I used to work for for a cruise line where I was flying around all of the time with a personal macbook pro, a company PC laptop for email/reports/programming audio DSP speaker processor, and a company macbook pro for audio editing, a bunch of hard drives and dongles, foldable full size keyboard (for audio editing shortcuts) audio measurement microphone and audio interface, personal photography equipment, ipad, personal phone, company phone, full size headphones as well as earbuds, and often extra random audio processing cards/equipment that I need to bring to a ship to fix a problem. That's in addition to specialty tools I'd often check.
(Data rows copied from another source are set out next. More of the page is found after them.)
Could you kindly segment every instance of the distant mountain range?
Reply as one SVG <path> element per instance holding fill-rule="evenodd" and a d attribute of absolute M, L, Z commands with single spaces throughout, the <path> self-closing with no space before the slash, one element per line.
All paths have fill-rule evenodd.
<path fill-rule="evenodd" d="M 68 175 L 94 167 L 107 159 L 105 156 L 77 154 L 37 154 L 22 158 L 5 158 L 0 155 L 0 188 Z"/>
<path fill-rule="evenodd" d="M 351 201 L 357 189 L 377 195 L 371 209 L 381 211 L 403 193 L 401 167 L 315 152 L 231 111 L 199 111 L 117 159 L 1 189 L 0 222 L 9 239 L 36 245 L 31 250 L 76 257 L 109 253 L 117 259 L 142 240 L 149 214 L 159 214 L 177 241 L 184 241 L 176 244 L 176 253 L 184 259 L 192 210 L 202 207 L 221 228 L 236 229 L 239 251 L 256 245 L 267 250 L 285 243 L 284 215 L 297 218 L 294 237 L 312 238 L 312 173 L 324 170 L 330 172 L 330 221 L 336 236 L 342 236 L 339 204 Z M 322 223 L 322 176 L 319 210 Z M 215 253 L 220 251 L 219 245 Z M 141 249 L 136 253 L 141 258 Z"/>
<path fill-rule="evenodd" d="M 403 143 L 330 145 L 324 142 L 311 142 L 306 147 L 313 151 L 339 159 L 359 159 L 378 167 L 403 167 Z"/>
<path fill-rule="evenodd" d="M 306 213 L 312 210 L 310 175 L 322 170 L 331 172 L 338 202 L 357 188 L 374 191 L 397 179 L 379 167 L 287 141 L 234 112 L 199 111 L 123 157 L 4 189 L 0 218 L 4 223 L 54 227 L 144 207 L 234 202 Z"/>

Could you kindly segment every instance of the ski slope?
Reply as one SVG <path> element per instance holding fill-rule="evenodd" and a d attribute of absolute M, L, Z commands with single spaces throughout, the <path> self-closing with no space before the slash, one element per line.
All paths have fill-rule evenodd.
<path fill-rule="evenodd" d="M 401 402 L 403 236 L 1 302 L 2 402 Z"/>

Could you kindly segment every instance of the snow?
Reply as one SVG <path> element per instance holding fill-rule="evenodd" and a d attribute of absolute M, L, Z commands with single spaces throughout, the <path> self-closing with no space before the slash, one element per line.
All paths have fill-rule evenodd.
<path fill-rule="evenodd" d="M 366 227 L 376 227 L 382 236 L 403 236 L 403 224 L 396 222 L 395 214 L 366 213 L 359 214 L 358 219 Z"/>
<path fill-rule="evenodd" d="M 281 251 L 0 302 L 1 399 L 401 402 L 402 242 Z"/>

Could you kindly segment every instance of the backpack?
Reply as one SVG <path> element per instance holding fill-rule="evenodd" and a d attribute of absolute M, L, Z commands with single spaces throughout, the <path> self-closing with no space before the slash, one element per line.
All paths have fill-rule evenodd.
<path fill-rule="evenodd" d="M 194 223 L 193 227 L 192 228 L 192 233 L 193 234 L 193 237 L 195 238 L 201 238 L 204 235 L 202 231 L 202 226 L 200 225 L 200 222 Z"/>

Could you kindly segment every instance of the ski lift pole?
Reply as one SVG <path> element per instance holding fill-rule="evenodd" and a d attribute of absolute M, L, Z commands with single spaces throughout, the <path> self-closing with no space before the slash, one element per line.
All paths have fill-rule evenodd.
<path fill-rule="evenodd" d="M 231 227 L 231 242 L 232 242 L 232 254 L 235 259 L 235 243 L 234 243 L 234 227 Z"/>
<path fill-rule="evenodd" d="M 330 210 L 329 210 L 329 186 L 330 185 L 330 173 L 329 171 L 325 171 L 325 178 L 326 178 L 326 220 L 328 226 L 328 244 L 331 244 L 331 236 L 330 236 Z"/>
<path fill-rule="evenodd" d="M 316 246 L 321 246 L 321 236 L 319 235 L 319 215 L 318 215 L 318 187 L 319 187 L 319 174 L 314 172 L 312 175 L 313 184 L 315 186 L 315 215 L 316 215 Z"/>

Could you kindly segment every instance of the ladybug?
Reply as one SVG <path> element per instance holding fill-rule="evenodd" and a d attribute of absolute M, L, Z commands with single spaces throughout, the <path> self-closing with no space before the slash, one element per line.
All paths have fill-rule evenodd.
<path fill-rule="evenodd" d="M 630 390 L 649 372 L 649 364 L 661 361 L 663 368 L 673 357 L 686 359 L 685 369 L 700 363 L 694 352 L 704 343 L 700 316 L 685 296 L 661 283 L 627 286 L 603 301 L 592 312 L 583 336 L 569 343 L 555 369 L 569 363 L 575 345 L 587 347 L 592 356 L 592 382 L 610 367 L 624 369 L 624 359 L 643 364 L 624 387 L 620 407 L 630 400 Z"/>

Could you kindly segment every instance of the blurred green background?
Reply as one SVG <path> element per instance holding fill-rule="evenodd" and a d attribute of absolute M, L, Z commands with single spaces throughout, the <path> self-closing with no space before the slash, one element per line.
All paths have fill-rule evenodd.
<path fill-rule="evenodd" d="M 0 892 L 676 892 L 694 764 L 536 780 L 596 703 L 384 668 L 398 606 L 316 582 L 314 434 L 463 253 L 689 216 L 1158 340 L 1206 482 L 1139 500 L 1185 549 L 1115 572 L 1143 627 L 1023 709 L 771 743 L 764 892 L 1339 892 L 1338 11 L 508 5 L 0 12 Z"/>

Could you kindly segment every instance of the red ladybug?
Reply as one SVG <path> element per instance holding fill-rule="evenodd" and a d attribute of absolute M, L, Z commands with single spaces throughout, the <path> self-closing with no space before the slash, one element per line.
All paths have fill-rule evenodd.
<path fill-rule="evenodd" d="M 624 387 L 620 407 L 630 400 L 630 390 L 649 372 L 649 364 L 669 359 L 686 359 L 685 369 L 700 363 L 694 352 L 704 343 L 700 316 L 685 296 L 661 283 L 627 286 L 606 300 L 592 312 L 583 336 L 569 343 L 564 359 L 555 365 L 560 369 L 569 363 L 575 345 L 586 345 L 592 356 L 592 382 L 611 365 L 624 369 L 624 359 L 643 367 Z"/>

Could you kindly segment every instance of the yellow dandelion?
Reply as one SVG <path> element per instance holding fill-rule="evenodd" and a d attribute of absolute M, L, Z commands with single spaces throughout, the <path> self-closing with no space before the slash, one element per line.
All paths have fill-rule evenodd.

Occasionally I'd check the company macbook pro because I knew in a pinch I could get away with using my personal macbook pro, any irreplacible data on that laptop I'd have backed up on one of the hard drives I'd cary with me, and I had a spare company macbook air that I could have sent to a ship for backup on extended projects as well as full size mac pros audio built into road cases that I'd send to ships for extended projects.

When we were doing ship builds in italy, we'd usually have very tight connections through Rome, and would have to run through the airport and passport control to make the flight.

For 4-5 years I flew 85,000+ miles a year, often with expensive tools and equipment in my checked luggage. Never once have I had anything stolen. I'd often find notes stating that my luggage had been checked, but everything was there. In my pelican cases, I'd keep a bundle of zip ties (to secure the latches from accidentally opening up) and would occasionally find different colored zip ties on the cases, meaning tsa or whatever countries security actually had zip ties on hand to re-secure bags after they checked them.